Read everything before scoring. The reason to read every file — not just SKILL.md — is that a skill's quality often shows up in its scripts and reference files. A SKILL.md that looks thin might be appropriately thin because the complexity lives in well-organized references/. Conversely, a long SKILL.md might be hiding content that should have been split out. You can't judge the architecture without seeing all the pieces.

Quote specific evidence. Vague feedback like "the description could be better" doesn't help anyone. When you write "The description is 347 characters, includes 'when to use' guidance, and contains trigger keywords: 'PDF', 'forms', 'document extraction'" — that's actionable. The author knows exactly what they did right and can apply the same pattern elsewhere.

For every failure, show what right looks like. Don't just identify the problem — provide a concrete example of the fix. This is the difference between a report that gets filed away and one that gets acted on.

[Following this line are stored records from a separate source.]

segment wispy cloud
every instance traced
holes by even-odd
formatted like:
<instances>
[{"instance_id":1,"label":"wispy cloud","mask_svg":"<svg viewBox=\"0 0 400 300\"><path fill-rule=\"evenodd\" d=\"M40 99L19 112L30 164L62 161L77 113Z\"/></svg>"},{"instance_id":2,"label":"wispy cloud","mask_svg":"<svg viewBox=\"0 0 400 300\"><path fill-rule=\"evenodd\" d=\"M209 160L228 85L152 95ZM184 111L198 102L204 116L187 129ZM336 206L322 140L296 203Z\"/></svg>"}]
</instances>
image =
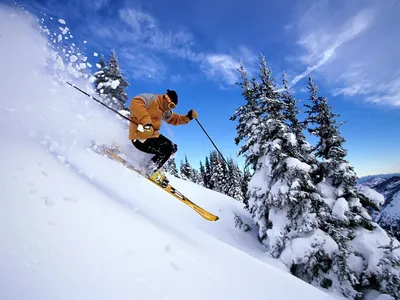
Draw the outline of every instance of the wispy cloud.
<instances>
[{"instance_id":1,"label":"wispy cloud","mask_svg":"<svg viewBox=\"0 0 400 300\"><path fill-rule=\"evenodd\" d=\"M326 64L343 44L356 38L367 29L373 19L374 10L366 9L354 16L336 32L328 33L325 31L326 29L322 29L302 36L297 43L307 53L299 59L308 66L304 72L291 81L291 84L296 84L309 73ZM329 29L332 30L332 28Z\"/></svg>"},{"instance_id":2,"label":"wispy cloud","mask_svg":"<svg viewBox=\"0 0 400 300\"><path fill-rule=\"evenodd\" d=\"M400 106L400 3L366 0L332 13L334 4L315 2L299 19L297 45L305 54L297 61L305 70L291 83L314 71L333 86L333 95Z\"/></svg>"},{"instance_id":3,"label":"wispy cloud","mask_svg":"<svg viewBox=\"0 0 400 300\"><path fill-rule=\"evenodd\" d=\"M118 20L99 20L89 28L110 46L123 45L121 59L134 78L164 79L168 65L162 57L169 55L194 63L210 80L233 85L238 81L239 61L251 66L257 60L245 46L237 47L232 53L198 51L194 37L186 29L164 29L154 16L138 9L121 9L118 15Z\"/></svg>"},{"instance_id":4,"label":"wispy cloud","mask_svg":"<svg viewBox=\"0 0 400 300\"><path fill-rule=\"evenodd\" d=\"M239 63L230 55L207 55L202 66L209 78L222 76L228 84L235 84L237 82Z\"/></svg>"}]
</instances>

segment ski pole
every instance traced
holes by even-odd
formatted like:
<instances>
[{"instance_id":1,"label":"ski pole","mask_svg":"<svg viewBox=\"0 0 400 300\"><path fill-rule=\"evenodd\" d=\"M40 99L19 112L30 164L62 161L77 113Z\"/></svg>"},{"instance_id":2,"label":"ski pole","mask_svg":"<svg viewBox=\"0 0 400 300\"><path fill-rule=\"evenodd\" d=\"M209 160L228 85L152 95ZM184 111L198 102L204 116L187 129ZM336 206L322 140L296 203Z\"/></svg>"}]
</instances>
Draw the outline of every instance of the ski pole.
<instances>
[{"instance_id":1,"label":"ski pole","mask_svg":"<svg viewBox=\"0 0 400 300\"><path fill-rule=\"evenodd\" d=\"M199 126L201 127L201 129L203 129L204 133L207 135L207 137L209 138L209 140L211 141L211 143L214 145L215 149L217 149L219 155L221 155L222 159L224 160L224 162L226 163L226 166L228 167L228 162L226 161L225 157L222 155L222 153L219 151L218 147L214 144L213 140L210 138L210 136L208 135L207 131L204 129L204 127L200 124L199 120L195 119L197 124L199 124Z\"/></svg>"},{"instance_id":2,"label":"ski pole","mask_svg":"<svg viewBox=\"0 0 400 300\"><path fill-rule=\"evenodd\" d=\"M92 98L94 101L100 103L101 105L103 105L104 107L108 108L109 110L112 110L113 112L115 112L117 115L121 116L122 118L124 118L125 120L128 120L129 122L133 123L131 119L129 119L128 117L125 117L124 115L120 114L119 112L117 112L115 109L105 105L103 102L101 102L100 100L96 99L95 97L89 95L87 92L85 92L84 90L81 90L80 88L78 88L76 85L73 85L72 83L69 83L68 81L66 81L67 84L69 84L70 86L72 86L73 88L77 89L78 91L80 91L82 94L85 94L86 96L88 96L89 98Z\"/></svg>"}]
</instances>

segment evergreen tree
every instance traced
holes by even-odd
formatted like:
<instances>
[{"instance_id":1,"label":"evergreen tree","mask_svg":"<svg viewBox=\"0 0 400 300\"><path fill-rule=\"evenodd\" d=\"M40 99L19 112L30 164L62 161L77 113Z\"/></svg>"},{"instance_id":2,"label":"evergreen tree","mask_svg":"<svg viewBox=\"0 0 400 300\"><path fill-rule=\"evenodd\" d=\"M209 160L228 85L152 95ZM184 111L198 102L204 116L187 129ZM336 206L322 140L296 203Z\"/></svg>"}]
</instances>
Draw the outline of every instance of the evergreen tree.
<instances>
[{"instance_id":1,"label":"evergreen tree","mask_svg":"<svg viewBox=\"0 0 400 300\"><path fill-rule=\"evenodd\" d=\"M261 119L262 110L258 103L259 84L255 78L252 81L247 78L247 71L242 62L238 71L242 79L242 82L238 83L238 85L242 89L242 96L246 102L235 111L230 119L232 121L238 120L238 125L236 126L237 136L235 137L236 145L243 142L238 155L245 155L246 166L251 166L255 170L258 157L262 152L262 149L257 147L258 137L265 126Z\"/></svg>"},{"instance_id":2,"label":"evergreen tree","mask_svg":"<svg viewBox=\"0 0 400 300\"><path fill-rule=\"evenodd\" d=\"M129 84L122 76L115 50L111 51L107 65L101 55L98 66L99 70L93 74L96 92L105 104L117 110L124 109L128 100L125 89Z\"/></svg>"},{"instance_id":3,"label":"evergreen tree","mask_svg":"<svg viewBox=\"0 0 400 300\"><path fill-rule=\"evenodd\" d=\"M243 191L242 191L242 174L232 158L228 158L228 174L227 184L224 188L225 194L243 202Z\"/></svg>"},{"instance_id":4,"label":"evergreen tree","mask_svg":"<svg viewBox=\"0 0 400 300\"><path fill-rule=\"evenodd\" d=\"M103 54L100 55L100 61L97 63L97 66L99 70L93 74L93 85L96 93L99 95L103 95L105 83L107 82L106 74L108 72Z\"/></svg>"},{"instance_id":5,"label":"evergreen tree","mask_svg":"<svg viewBox=\"0 0 400 300\"><path fill-rule=\"evenodd\" d=\"M201 176L201 173L199 171L197 171L196 169L192 169L191 180L196 184L204 186L203 177Z\"/></svg>"},{"instance_id":6,"label":"evergreen tree","mask_svg":"<svg viewBox=\"0 0 400 300\"><path fill-rule=\"evenodd\" d=\"M218 153L213 150L210 154L211 177L210 182L213 190L226 193L227 187L227 170L225 162L219 157Z\"/></svg>"},{"instance_id":7,"label":"evergreen tree","mask_svg":"<svg viewBox=\"0 0 400 300\"><path fill-rule=\"evenodd\" d=\"M122 75L114 49L111 51L106 75L108 82L105 86L104 94L111 100L112 106L116 109L123 109L128 100L128 94L125 89L129 84Z\"/></svg>"},{"instance_id":8,"label":"evergreen tree","mask_svg":"<svg viewBox=\"0 0 400 300\"><path fill-rule=\"evenodd\" d=\"M193 168L190 165L187 156L185 155L185 161L181 162L181 177L184 180L193 181Z\"/></svg>"},{"instance_id":9,"label":"evergreen tree","mask_svg":"<svg viewBox=\"0 0 400 300\"><path fill-rule=\"evenodd\" d=\"M248 205L249 205L249 194L248 194L248 186L249 186L249 182L251 179L251 174L249 171L249 168L246 167L244 168L243 171L243 177L242 177L242 181L241 181L241 189L242 189L242 195L243 195L243 203L245 205L245 208L248 209Z\"/></svg>"},{"instance_id":10,"label":"evergreen tree","mask_svg":"<svg viewBox=\"0 0 400 300\"><path fill-rule=\"evenodd\" d=\"M206 169L201 161L200 161L200 176L201 176L201 180L203 182L203 186L206 188L209 188L209 182L208 182L208 176L206 173Z\"/></svg>"},{"instance_id":11,"label":"evergreen tree","mask_svg":"<svg viewBox=\"0 0 400 300\"><path fill-rule=\"evenodd\" d=\"M170 173L172 176L177 178L181 178L179 176L178 168L176 167L175 158L170 158L167 163L164 165L164 170Z\"/></svg>"},{"instance_id":12,"label":"evergreen tree","mask_svg":"<svg viewBox=\"0 0 400 300\"><path fill-rule=\"evenodd\" d=\"M301 161L296 138L284 122L284 103L263 56L260 79L259 85L252 85L256 91L249 92L249 81L243 78L242 94L257 105L258 120L242 117L242 122L252 125L253 136L241 134L248 128L242 124L237 127L238 139L245 139L246 162L255 171L249 183L248 209L258 225L260 241L279 257L286 243L316 227L311 204L314 186L308 173L311 167ZM238 111L246 111L244 107Z\"/></svg>"},{"instance_id":13,"label":"evergreen tree","mask_svg":"<svg viewBox=\"0 0 400 300\"><path fill-rule=\"evenodd\" d=\"M324 287L333 286L351 299L362 297L362 287L388 292L388 283L400 280L396 255L393 252L383 255L375 244L364 245L372 248L370 252L381 256L380 260L370 261L370 257L364 255L365 249L357 250L360 237L362 241L371 235L376 236L374 240L389 240L368 213L368 209L377 207L377 204L374 199L359 194L357 176L345 159L347 151L343 148L345 139L339 131L341 124L336 120L338 114L332 112L325 97L318 96L318 88L311 76L308 89L311 104L306 105L306 121L309 132L318 139L314 151L320 158L314 178L321 199L316 213L321 230L337 245L337 251L328 258L329 268L319 268L313 276L310 275L311 281L321 283L321 278L324 278ZM360 261L360 266L355 267L354 261ZM360 268L363 269L361 276ZM400 288L389 292L398 297Z\"/></svg>"},{"instance_id":14,"label":"evergreen tree","mask_svg":"<svg viewBox=\"0 0 400 300\"><path fill-rule=\"evenodd\" d=\"M205 166L205 179L204 179L204 184L205 187L213 190L214 189L214 184L211 181L211 175L212 175L212 169L211 169L211 164L210 164L210 158L206 156L206 166Z\"/></svg>"}]
</instances>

Handle edge cases gracefully:

If the skill is a single SKILL.md file with no directory: note this, score what you can, and explain what a full directory structure would add
If the skill is a complex multi-directory repository: check each skill subdirectory separately if there are multiple
If you can't access a file: note it as "unable to read" and explain why, then score conservatively
If the frontmatter is malformed YAML: flag it as a critical failure and attempt to parse what you can

Composite skills: Some repositories contain multiple skills (e.g., skills/pdf/, skills/docx/). Validate each skill separately and provide a combined summary at the end — each skill stands on its own.